In a major blow to the ruling Modi government, the Supreme Court today, Oct 27, ordered an independent probe into the controversial Pegasus snooping. The court will be hearing the issue again after eight weeks.
In a strong-worded judgement, the Chief Justice of India (CJI) said that "unreasonable espionage of people is not acceptable at all."
A three-judge bench headed by Chief Justice of India N V Ramana and comprising Justices Surya Kant and Hima Kohli asked a three-member committee, supervised by retired judge Justice R V Raveendran will look into the allegations of unauthorized surveillance using the Pegasus software.
CJI further went on to add that "The state cannot get a free pass every time by raising national security concerns. No omnibus prohibition can be called against judicial review. Center should have justified its stand here and not rendered the court a mute spectator."
The Supreme Court emphasized the importance of privacy and technology in its decision, stating that while technology can be used to better people's lives, it can equally be used to infringe privacy. It stated that certain privacy restrictions exist, but that these restrictions must pass constitutional scrutiny. The Supreme Court said it was first unsatisfied with the writ petitions filed in the case based on newspaper stories, but noticed the many additional petitions submitted by Pegasus' direct victims.

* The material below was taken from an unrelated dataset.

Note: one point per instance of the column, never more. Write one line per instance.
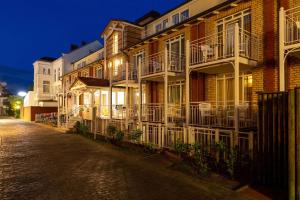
(236, 81)
(166, 65)
(187, 83)
(281, 50)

The Editors Guild of India, journalists N Ram and Shashi Kumar, Pranjoy Guha Thakurta, Trinamool Congress leader Yashwant Sinha, and professor Jagdeep S Chhokar submitted petitions in the subject, which were heard by the Supreme Court.
Following media revelations in July this year, the controversial use of the Pegasus spyware, the main product of Israel's NSO Group, to snoop thousands of people worldwide, including over a hundred in India, made headlines. The names of activists, journalists, and politicians in the country were published by the media.